AI in software development is moving beyond just writing code. The next frontier is making sure that code actually does what it’s supposed to, including enabling AI to validate its own work against clearly defined requirements.
With that in mind, AI Native Dev last week reported on Amazon’s move to bring custom agents into its Q Developer CLI, allowing developers to spin up purpose-built versions of Q Developer (Amazon’s AI coding assistant) scoped to particular tasks. What makes that especially powerful is how those agents can plug directly into Kiro, an agentic IDE AWS debuted in July that turns natural-language prompts into structured specifications like requirements, design notes, and implementation guides, then uses them to steer the development process (listen to the AI Naive Dev podcast all about Kiro).
Now, the folks at AWS are showcasing how Q CLI agents can be guided by those very specifications, using Kiro’s structured docs as both blueprint and test plan. Instead of a developer telling an agent what to check, the spec itself defines what should be validated.
AI goes from code generation to self-validation
Massimo Re Ferrè, a product management director at AWS, introduced a hands-on experiment that did just that.
“I often spend time to check manually if the result of my prompt leads to good results… why should I (or someone in QA) follow that checklist, instead of having ‘an AI’ go through it, and report back with its findings?,” Re Ferrè wrote. “Enter Amazon Q CLI.”
Instead of manual QA, Re Ferrè crafted a custom Q CLI agent equipped with Playwright (for UI automation) and Fetch (for API testing), exposed as MCP servers. He defined it in a simple JSON config — giving the agent access to those tools, pointing it at Kiro’s requirements.md
, and restricting its permissions so it could read files and run checks but not alter the codebase. From there, the agent navigated the generated application and validated each acceptance criterion, producing a structured report of passes, failures, and partial matches.
{ "$schema": "https://raw.githubusercontent.com/aws/amazon-q-developer-cli/refs/heads/main/schemas/agent-v1.json", "name": "kiroqa", "description": "An agent to QA Kiro specs requirements", "mcpServers": { "fetch": { "command": "uvx", "args": \["mcp-server-fetch"\] }, "playwright": { "command": "npx", "args": \["@playwright/mcp@latest"\] } }, "allowedTools": \["fs\_read", "execute\_bash", "@fetch", "@playwright"\], "resources": \["file://requirements.md"\] }
Next, Re Ferrè extended the setup with a companion markdown file, test_requirements_prompt.md
, which laid out what the agent should do during its QA run. Rather than hand-craft it, he prompted Q CLI to generate the script, then iterated between manual tweaks and further AI refinements. With that in place, he ran his go-to “litmus test” (a small Flask voting app spec) and let the agent automatically check each acceptance criterion, outputting a structured report of passes, failures, and partial matches.
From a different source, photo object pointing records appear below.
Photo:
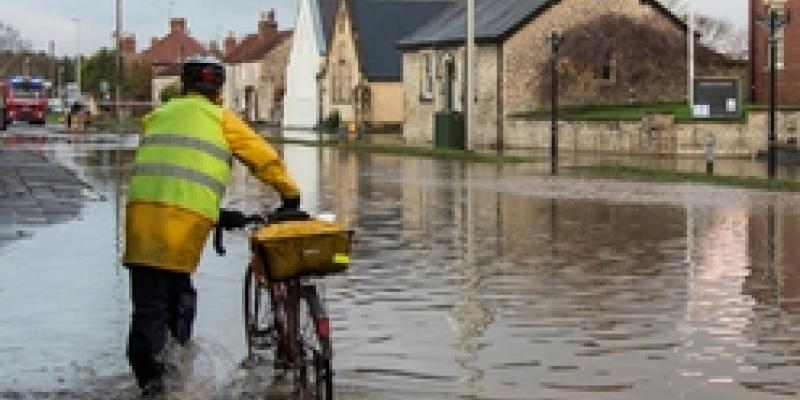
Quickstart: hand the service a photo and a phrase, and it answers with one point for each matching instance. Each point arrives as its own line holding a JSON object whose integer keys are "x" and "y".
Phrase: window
{"x": 426, "y": 88}
{"x": 606, "y": 72}
{"x": 342, "y": 85}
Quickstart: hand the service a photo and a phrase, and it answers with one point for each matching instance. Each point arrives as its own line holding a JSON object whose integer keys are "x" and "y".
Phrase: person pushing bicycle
{"x": 182, "y": 168}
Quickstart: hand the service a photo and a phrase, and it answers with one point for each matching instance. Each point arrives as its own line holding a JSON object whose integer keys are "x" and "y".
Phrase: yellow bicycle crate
{"x": 303, "y": 248}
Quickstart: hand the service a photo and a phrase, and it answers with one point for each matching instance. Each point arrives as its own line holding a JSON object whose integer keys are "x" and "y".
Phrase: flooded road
{"x": 469, "y": 281}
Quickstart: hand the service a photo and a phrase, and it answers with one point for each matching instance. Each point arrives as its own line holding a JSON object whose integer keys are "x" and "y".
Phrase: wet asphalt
{"x": 468, "y": 281}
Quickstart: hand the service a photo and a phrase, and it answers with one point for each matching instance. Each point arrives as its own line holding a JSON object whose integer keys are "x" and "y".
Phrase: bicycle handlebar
{"x": 239, "y": 220}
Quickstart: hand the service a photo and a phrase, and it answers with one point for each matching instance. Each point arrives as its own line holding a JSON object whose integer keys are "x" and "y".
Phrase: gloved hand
{"x": 230, "y": 219}
{"x": 291, "y": 203}
{"x": 289, "y": 211}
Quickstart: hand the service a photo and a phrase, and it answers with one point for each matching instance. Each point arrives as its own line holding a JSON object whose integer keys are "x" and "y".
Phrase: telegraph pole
{"x": 690, "y": 45}
{"x": 79, "y": 55}
{"x": 555, "y": 40}
{"x": 470, "y": 76}
{"x": 771, "y": 136}
{"x": 775, "y": 21}
{"x": 118, "y": 91}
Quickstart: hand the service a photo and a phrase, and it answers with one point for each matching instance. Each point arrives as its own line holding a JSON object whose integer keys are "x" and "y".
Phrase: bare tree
{"x": 722, "y": 36}
{"x": 11, "y": 40}
{"x": 678, "y": 7}
{"x": 618, "y": 59}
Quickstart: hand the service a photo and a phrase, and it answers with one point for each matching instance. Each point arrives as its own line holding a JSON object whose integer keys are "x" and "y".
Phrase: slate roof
{"x": 172, "y": 49}
{"x": 495, "y": 20}
{"x": 254, "y": 47}
{"x": 379, "y": 24}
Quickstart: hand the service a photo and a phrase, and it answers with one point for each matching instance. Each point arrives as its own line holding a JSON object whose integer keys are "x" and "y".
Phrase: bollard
{"x": 711, "y": 143}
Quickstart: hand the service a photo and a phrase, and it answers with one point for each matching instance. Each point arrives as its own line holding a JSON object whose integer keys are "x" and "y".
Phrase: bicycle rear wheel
{"x": 316, "y": 344}
{"x": 258, "y": 314}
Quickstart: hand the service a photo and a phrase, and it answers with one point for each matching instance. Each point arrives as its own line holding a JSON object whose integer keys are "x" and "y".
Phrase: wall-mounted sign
{"x": 716, "y": 98}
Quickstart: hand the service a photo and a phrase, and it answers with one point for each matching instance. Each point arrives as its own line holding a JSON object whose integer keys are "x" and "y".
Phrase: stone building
{"x": 248, "y": 89}
{"x": 511, "y": 45}
{"x": 362, "y": 79}
{"x": 788, "y": 53}
{"x": 166, "y": 54}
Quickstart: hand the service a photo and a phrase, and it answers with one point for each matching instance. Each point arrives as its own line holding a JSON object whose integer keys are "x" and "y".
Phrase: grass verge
{"x": 651, "y": 174}
{"x": 412, "y": 151}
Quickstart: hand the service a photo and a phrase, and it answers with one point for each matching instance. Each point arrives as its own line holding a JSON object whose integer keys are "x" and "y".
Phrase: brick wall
{"x": 788, "y": 78}
{"x": 342, "y": 49}
{"x": 419, "y": 113}
{"x": 525, "y": 51}
{"x": 657, "y": 135}
{"x": 274, "y": 81}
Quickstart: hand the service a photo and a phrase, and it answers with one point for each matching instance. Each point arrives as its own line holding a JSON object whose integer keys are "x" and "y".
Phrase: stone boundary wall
{"x": 657, "y": 135}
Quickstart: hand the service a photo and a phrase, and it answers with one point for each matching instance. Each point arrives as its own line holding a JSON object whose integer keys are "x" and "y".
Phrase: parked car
{"x": 55, "y": 105}
{"x": 3, "y": 114}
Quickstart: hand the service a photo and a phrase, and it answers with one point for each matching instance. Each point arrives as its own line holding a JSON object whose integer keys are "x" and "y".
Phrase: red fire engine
{"x": 25, "y": 99}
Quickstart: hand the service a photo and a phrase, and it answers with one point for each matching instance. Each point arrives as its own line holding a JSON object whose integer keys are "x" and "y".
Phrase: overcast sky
{"x": 43, "y": 20}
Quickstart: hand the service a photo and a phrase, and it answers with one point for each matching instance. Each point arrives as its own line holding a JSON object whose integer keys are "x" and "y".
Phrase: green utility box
{"x": 448, "y": 130}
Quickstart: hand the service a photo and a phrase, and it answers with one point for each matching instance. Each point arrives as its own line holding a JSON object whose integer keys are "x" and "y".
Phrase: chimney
{"x": 128, "y": 45}
{"x": 177, "y": 25}
{"x": 230, "y": 42}
{"x": 268, "y": 26}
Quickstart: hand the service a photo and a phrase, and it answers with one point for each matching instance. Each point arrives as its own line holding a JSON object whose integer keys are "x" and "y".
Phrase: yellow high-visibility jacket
{"x": 179, "y": 179}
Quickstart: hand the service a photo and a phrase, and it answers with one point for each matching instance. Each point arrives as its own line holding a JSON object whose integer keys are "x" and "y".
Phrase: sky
{"x": 41, "y": 21}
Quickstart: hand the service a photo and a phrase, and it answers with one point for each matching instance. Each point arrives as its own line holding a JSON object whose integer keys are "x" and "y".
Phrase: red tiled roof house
{"x": 166, "y": 54}
{"x": 255, "y": 70}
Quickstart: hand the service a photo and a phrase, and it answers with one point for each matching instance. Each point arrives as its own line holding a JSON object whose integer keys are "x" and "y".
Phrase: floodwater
{"x": 468, "y": 281}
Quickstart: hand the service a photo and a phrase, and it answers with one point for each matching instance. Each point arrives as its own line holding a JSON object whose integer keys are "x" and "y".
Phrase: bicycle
{"x": 286, "y": 313}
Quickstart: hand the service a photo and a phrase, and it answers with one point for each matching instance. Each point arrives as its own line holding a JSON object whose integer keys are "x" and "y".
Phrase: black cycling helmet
{"x": 203, "y": 74}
A proof-of-concept with promise
Re Ferrè is careful to frame the exercise as a proof-of-concept, rather than a production-ready setup. The experiment shows how agents can validate Kiro’s specs automatically, but he also emphasizes the importance of keeping them constrained and under human control. And while his conclusions are worth noting, they also come with the caveat that Re Ferrè is an AWS employee, so he is incentivized to present the company’s tools favorably. But of course, anyone is free to take the same approach and test it for themselves.
Nonetheless, the experiment demonstrates a practical loop where AI not only builds software but also validates it against the specifications that defined it. It’s a glimpse at a future where QA is continuous, automated, and spec-driven by design.